Arabayı yavaşça toprak yolda durdurdum. İnmek için biraz zaman tanıdım kendime. Bu yüzleşme kolay olmayacaktı. Arabadan indim ve ayakkabılarımı elime alarak yürümeye başladım kimsesizler mezarlığında. Yutkunamıyordum. Eğer yutkunursam boğazımda ki düğümün çözülüp beni hıçkırıklara boğmasından korkuyordum. Ölümün soğuk nefesi arasında kırk ikinci mezarlığı ararken acele etmedim. Elimde ki ayakkabıları geri de bırakıp yürümeye devam ettim. Ayağıma takılan taşları, toprakla kirlenen ayaklarımı umursamadan sadece yürüdüm. Belki olurda toprağa karışırsam kolay olsun diye üzerimde ki ceketi de arkamda bıraktım.

Gecenin karanlığı arasında bir umut ararmışçısına, her rüzgar tenime çarpıyormuş ve ruhumdan bir şeyler eksiltiyormuşçasına yürüdüm ve sonunda onu buldum.

"Buradasın." Dedim sanki beni duyabilirmiş gibi. "Buradasın anne!" Diye inledim ve yanında ki toprağa çöktüm. O anda toprağın beni içine çekmesini ve yok olmayı öyle çok istedim ki, bu istekle titredim.

"Ben geldim. Memnun olmadığını biliyorum ama saçlarımı bile kestim." Sokak lambası ışığında gölgem mezarın üzerini örtüyordu. "Bir kere beni sevmeni istedim. Bir kere saçlarımı okşamanı." Sonra dudaklarımı güçlükle sabit tutmaya çalıştım. Neredeyse gülecektim. "Doğru ya sen saçlarımı sevmezdin." Kuruyan boğazımda ki düğümlerin sayısı gittikçe artıyordu. Bir urgana dönüşüp beni boğmasından korktum.
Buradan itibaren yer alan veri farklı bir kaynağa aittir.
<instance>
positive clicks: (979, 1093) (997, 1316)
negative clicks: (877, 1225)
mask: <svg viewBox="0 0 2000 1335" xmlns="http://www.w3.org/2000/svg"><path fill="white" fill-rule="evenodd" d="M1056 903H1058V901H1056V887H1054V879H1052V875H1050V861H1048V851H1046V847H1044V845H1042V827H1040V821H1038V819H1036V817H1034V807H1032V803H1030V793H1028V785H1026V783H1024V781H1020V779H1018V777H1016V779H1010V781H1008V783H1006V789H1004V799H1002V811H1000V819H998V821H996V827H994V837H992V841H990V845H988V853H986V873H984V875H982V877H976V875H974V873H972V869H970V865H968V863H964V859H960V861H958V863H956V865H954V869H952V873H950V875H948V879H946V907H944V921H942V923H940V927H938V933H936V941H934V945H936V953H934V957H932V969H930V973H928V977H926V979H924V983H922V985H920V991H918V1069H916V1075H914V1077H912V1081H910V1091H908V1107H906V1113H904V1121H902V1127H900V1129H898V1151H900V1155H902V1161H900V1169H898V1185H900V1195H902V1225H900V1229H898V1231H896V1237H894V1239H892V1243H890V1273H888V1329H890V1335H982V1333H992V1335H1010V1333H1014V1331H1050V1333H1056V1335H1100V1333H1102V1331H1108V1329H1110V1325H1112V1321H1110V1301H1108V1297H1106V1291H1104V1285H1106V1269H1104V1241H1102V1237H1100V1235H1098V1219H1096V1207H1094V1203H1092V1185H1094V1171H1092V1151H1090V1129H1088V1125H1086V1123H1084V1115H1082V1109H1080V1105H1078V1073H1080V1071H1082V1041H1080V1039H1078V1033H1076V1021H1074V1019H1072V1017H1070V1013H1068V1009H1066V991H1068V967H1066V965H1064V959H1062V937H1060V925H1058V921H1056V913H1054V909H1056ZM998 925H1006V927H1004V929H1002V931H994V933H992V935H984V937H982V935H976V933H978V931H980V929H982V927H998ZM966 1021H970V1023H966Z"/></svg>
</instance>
Annemin bana neden sahip olmak istediğini biliyordum. Hiç buna gerçekten inanmaya cesaret edemiyordum ama gün gibi ortadaydı. Etrafa gösterdiği o mükemmel eş olayının bir çocukla mühürlenmesini istemişti.  İşte o zaman tam anlamıyla mükemmel bir aile olabilecekti. Yaptığı her şey yapmacık ve avamdı. Hiçbiri üzerinde durmuyor hepsi bir emanet gibi bir bir geri alınıyordu. Hiç istediği gibi bir kız olamadım. Hep başına buyruk, asi bir kız oldum. Birde hastalığım ortaya çıkınca annem için tamamen hayal kırıklığıydım.
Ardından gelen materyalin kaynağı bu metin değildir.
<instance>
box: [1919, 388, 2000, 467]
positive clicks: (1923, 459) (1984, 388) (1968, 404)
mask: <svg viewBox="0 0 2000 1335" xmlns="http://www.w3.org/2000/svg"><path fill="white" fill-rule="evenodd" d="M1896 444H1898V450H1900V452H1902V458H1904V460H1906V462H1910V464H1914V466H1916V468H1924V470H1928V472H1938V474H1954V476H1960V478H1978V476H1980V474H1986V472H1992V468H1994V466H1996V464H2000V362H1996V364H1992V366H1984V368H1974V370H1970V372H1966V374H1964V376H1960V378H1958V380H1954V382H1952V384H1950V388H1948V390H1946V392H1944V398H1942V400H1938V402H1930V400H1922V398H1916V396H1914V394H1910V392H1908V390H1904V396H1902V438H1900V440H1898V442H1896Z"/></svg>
Farkında olmadan annemin yanında ki yarım bırakılmış mezarı eşelemeye başladım.  Sinirim bir nebze olsun yatışsın diye ellerimle kazıdım o boş yarım  mezarı. Tırnaklarım da ki silinmeye yüz tutmuş pembe ojeler kırılan tırnaklarımla beraber toprağa karıştı.  Bu ojeyi bana Buse yapmıştı.  Şimdi oda benden nefret ediyordu. Hırsla biraz daha kazıdım ve soluk soluğa sırt üstü mezara yattım. 

"Bunların hepsini hakettin anne." Kırılan tırnaklarım sızlıyordu. "Keşke mükemmel olmak yerine sadece anne olmaya çalışsaydın."

İlk kez annemle konuşuyordum. Onu beni dinlediğine emin olarak konuşuyordum.  Bağırıp çağırmak istiyordum.  Herkese bu kimsesizler mezarlığında yatan kadın benim annem diye göstermek istiyordum. Bu kadın benim annem ve beni hiç sevmedi.

Ayağa kalktım. Üzerimde ki tişörtü çıkardım. Yağmur yavaş yavaş çiselemeye başladı ve ben durmadım. Pantolonumu da çıkardım. Boş mezara geri yatıp cenin pozisyonunda öylece yattım. Ne üşüyor, ne yanıyor, nede bir şey hissediyordum. Hiç intihar etmeyi düşünemiştim. Çünkü intihar etmek muazzam bir aptal cesareti gerektiriyordu. Bu boş mezarda kaldığım müddetçe Tanrı'nın bana acıyıp buna bir son vermesini bekledim. Uzun bir süre bekledim.

Sonra üzerime birkaç papatya düştü. Öleceğimi düşündüm. Bir an için buna gerçekten inanıp gözlerimi kapattım. Papatyalar üzerime yağarken onların bir battaniye gibi beni ısıttığını hissettim. Ölmek bu kadar kolay mıydı? Sokak lambasının önünü kesen bir gölge üstümde belirdiğin de gözlerimi açtım.

"Kimin cenazesine geldim bilmiyorum ama burada yaşayan bir ceset var." Dedi. Nede güzel bir tabir.  Beni anlayan tek insanın üzerime papatyalar atması, beni bu çukurdan çıkarmak yerine çukura girmesi.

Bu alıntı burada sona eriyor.